“The son of the slave was born according to the flesh, while the son of the free woman was born through promise” (Gal. 4:23).- Galatians 4:21–31
We turn today to Paul to see how the New Testament sheds additional light on the story of Hagar, Abraham, and Sarah. Galatians 4:21–31 uses these figures to help us understand new covenant life.
This Galatians passage provides special challenges because Paul interprets this story from Genesis “allegorically” (v. 24). The church soon stretched this too far, especially during the Middle Ages, when almost every scriptural story was read allegorically. Many teachers said each text had a hidden, spiritual meaning and made deductions often more akin to Plato than to the apostles. The Reformers rightly spurned this method, since it can make the Bible say anything. They insisted on literal readings of the text that take into account its social context and its grammatical form.
Paul uses the Greek word from which we derive the term allegory, but he does not engage in the medieval allegorical method. His reading of Genesis is in line with its literal details. Remember that Galatians addresses those who added the work of circumcision as necessary to the faith that justifies. These Judaizers used Isaac to defend their position. If the true son of Abraham was circumcised then, they said, all true sons of Abraham must be circumcised now.
However, the Judaizers missed the point of Abraham’s story. His union to Hagar is meant to warn us against distrusting God’s promises. Facing barrenness, Abraham did not trust the Lord but with Sarah attempted to produce the promised heir on their own terms. The Judaizers also sought redemption on their own terms by forcing circumcision upon the Galatians. Because Abraham had to rely on the Lord for the promised son (Gen. 21:1–3), Isaac’s birth reveals that justification is by faith alone and nothing else, not even circumcision. It foreshadows God’s act on our behalf in Jesus to save us by grace alone, not by works of the Law. Abraham’s true heirs are children of promise like Isaac, because his birth, like our justification, comes about by the Lord’s doing. To say justification requires circumcision is to be enslaved to sin, and slavery defined Hagar. But if we trust Christ alone, we are like Sarah — free from bondage (Gal. 4:21–31).

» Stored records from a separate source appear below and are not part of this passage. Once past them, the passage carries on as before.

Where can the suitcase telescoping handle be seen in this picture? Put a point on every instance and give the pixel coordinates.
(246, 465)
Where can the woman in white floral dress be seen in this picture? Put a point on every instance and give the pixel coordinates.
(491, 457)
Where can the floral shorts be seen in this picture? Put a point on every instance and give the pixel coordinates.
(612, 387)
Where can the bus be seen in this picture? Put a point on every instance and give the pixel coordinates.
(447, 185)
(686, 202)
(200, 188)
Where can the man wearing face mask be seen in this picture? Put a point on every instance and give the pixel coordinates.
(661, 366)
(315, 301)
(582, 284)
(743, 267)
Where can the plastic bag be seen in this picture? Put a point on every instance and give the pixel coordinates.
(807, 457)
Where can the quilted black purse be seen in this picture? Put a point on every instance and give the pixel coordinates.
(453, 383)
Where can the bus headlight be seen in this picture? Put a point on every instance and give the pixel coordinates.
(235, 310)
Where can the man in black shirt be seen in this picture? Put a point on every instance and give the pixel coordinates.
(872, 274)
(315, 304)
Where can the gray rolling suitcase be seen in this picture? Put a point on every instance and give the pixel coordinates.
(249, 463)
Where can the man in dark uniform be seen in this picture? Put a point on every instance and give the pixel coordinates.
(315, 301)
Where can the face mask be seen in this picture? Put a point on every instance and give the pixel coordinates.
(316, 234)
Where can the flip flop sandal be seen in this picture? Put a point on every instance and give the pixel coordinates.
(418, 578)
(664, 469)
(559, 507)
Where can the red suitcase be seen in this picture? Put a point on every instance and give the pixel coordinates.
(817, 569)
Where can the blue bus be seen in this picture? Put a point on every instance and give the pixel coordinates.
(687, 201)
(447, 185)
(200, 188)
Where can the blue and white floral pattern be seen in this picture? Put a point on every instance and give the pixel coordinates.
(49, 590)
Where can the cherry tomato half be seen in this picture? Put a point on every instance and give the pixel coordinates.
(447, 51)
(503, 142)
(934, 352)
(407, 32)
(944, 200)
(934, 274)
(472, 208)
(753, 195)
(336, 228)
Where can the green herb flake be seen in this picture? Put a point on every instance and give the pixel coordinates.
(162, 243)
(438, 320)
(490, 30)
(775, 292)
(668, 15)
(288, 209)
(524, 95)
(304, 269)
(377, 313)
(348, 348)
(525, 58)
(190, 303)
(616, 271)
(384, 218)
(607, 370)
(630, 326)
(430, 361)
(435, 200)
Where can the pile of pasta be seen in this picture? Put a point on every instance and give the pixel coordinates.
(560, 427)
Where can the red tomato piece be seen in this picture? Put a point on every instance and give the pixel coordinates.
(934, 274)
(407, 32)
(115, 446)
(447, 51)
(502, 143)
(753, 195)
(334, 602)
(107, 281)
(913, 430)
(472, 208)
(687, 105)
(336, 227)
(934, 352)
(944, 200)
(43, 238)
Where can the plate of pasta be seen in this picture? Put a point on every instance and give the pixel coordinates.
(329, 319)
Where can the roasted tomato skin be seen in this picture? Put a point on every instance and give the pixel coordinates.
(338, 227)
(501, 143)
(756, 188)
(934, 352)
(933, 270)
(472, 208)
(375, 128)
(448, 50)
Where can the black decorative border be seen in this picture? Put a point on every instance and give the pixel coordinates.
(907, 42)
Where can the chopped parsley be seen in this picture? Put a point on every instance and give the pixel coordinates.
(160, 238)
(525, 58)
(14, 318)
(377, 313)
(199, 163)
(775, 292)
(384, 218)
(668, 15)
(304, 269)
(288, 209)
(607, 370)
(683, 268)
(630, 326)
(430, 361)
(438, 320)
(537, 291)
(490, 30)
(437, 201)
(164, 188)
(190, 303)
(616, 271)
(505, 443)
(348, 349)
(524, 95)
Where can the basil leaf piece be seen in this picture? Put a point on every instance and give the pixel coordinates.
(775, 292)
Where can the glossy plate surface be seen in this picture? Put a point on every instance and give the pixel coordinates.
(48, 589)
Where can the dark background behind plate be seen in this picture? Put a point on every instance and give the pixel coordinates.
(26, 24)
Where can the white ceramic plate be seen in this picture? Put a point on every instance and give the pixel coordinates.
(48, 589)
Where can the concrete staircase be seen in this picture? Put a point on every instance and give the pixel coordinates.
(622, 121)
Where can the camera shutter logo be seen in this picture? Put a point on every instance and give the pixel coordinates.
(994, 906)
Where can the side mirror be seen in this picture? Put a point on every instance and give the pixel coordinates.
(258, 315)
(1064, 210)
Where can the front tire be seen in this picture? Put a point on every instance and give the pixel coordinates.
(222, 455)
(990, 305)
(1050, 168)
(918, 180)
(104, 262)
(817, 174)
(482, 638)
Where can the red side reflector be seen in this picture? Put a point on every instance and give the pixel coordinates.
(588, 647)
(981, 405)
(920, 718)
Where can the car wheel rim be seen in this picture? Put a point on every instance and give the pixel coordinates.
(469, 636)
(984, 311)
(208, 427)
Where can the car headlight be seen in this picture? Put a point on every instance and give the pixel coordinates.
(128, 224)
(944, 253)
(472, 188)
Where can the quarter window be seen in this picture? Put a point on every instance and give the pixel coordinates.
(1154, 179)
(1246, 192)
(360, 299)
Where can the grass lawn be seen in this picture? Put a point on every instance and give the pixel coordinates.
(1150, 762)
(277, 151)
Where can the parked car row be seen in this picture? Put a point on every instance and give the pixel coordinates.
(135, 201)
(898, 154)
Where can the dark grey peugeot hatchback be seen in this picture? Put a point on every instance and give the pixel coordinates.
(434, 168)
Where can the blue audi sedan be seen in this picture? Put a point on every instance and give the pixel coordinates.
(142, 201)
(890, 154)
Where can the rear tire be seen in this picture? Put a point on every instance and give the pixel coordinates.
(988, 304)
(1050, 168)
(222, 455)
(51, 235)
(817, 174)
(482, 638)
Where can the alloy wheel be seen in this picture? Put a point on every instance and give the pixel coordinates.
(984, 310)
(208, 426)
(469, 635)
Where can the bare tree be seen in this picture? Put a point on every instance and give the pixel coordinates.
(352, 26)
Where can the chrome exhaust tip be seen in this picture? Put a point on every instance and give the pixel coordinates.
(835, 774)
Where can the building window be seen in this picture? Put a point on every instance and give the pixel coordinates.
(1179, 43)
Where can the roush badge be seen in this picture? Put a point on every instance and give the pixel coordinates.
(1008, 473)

John Calvin says Paul “is not inconsistent with the true and literal meaning; when a comparison was drawn between the Church and the family of Abraham. As the house of Abraham was then a true Church…the principal and most memorable events which happened in it are so many types to us.” All of us are tempted to think we are right with God because we are doing “better than the next person.” But our Father forgives us only on account of His Son, Jesus.